Hello Perl Monks, I have to parse a HTML page to find the speakers listed on the page and count the numbers of sessions or tutorials each speaker has in total. This is a homework assignment so I'm not looking for someone to 'do' it for me but to put me in the right direction
The following is the rough format of the page. I've removed actual links and data to retain how the data I need to parse is formed. Below that is the code I have written so far.
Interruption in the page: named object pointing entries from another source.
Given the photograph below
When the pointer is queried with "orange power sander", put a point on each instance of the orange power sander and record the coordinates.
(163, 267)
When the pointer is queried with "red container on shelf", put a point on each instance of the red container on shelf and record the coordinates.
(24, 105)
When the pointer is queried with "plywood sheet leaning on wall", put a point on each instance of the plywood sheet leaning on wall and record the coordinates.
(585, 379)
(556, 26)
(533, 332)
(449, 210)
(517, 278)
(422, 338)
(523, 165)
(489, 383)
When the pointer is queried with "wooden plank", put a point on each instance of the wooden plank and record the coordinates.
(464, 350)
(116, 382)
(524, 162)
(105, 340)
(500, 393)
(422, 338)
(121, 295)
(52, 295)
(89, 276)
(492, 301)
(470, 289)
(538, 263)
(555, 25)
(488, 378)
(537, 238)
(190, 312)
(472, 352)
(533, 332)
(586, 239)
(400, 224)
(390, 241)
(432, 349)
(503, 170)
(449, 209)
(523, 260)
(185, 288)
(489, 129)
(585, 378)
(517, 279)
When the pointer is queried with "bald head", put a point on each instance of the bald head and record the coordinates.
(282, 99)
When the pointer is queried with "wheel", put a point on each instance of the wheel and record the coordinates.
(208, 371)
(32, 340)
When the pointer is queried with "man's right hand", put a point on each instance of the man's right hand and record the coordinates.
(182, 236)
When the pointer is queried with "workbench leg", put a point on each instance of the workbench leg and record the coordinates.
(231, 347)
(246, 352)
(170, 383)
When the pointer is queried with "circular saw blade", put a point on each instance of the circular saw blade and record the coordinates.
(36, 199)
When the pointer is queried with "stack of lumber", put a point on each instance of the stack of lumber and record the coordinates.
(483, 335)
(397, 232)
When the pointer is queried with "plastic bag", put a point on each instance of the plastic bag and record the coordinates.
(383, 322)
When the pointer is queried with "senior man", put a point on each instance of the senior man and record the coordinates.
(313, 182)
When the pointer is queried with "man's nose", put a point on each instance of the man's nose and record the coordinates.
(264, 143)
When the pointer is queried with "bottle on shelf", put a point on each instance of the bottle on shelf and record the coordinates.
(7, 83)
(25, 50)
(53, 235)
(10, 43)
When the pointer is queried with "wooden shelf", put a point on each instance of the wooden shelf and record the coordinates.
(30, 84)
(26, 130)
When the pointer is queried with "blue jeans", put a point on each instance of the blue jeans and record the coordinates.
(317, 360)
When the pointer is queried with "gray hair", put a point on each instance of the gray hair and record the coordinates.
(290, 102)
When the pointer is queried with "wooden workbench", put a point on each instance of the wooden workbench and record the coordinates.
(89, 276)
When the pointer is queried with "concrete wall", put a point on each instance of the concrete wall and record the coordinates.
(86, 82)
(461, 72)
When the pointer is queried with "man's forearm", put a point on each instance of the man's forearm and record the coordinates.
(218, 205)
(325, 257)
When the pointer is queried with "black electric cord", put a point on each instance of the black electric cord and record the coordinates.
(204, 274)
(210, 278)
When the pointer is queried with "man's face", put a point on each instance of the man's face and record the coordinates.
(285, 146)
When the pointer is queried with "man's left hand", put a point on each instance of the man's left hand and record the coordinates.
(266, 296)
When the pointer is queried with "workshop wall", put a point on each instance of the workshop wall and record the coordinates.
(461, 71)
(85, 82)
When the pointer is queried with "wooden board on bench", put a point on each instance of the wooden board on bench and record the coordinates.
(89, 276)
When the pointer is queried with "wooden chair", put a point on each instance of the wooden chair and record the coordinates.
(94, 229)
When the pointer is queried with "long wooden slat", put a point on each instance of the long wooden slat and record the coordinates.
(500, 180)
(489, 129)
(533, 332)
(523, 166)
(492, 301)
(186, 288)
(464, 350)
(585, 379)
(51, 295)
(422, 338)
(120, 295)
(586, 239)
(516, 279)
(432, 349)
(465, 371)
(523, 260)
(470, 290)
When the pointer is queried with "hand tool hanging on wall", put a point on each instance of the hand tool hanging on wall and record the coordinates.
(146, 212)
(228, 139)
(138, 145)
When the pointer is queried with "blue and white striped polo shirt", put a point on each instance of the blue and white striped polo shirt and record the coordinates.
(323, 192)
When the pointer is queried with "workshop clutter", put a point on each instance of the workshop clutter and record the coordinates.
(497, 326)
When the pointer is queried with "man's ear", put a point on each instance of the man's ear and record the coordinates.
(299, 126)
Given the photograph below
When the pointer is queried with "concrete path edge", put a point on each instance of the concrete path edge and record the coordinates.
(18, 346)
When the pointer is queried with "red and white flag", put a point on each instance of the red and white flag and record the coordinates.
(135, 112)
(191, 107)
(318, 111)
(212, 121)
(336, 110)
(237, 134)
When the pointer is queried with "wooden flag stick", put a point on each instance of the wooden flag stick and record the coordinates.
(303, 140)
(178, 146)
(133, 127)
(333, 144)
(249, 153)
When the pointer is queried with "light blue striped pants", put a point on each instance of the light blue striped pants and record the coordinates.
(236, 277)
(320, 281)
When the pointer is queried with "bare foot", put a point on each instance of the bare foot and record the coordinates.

<h2>Speakers</h2> <p>Overview of what to expect</p> <p>Our speaker list is growing. Please check back regularly to see who + we have lined up for you.</p> <span style="font-weight: bold; font-size: 1.0em;"><a href ="http://li +nktosite">A Speaker</a></span> <br /> Speaker's background <ul> <li><b>Tutorial: <a href="link to info about the tutorial">Description +</a></b></li> </ul> <p style="clear:both;"> <a href ="http://link to more info about speaker">Click here</a> for m +ore info. </p> <span style="font-weight: bold; font-size: 1.0em;"><a href ="http://li +nktosite about speaker">Another Speaker</a></span> <br /> Information about this speaker. <P> He is the author of xxxx <a href="http://link to book/"><i>Book name</i></a>, contributes <a href="http://link to article">articles</a> to more info. <ul> <li><b>Session: <a href="http://link to session">Session description</ +a></b></li> </ul> <p style="clear:both;"> <a href ="http://link to more info about speaker">Click here</a> for m +ore info. </p>
My code so far. I've managed to pull the speakers so far and place them into a hash but have so far been unable to work out a way to get the Session or Tutorial elements to be captured. There are other elements of the same format but I don't want to catch those instances. Some of the code is 'dodgy' as a result of different attempts to get the proper links.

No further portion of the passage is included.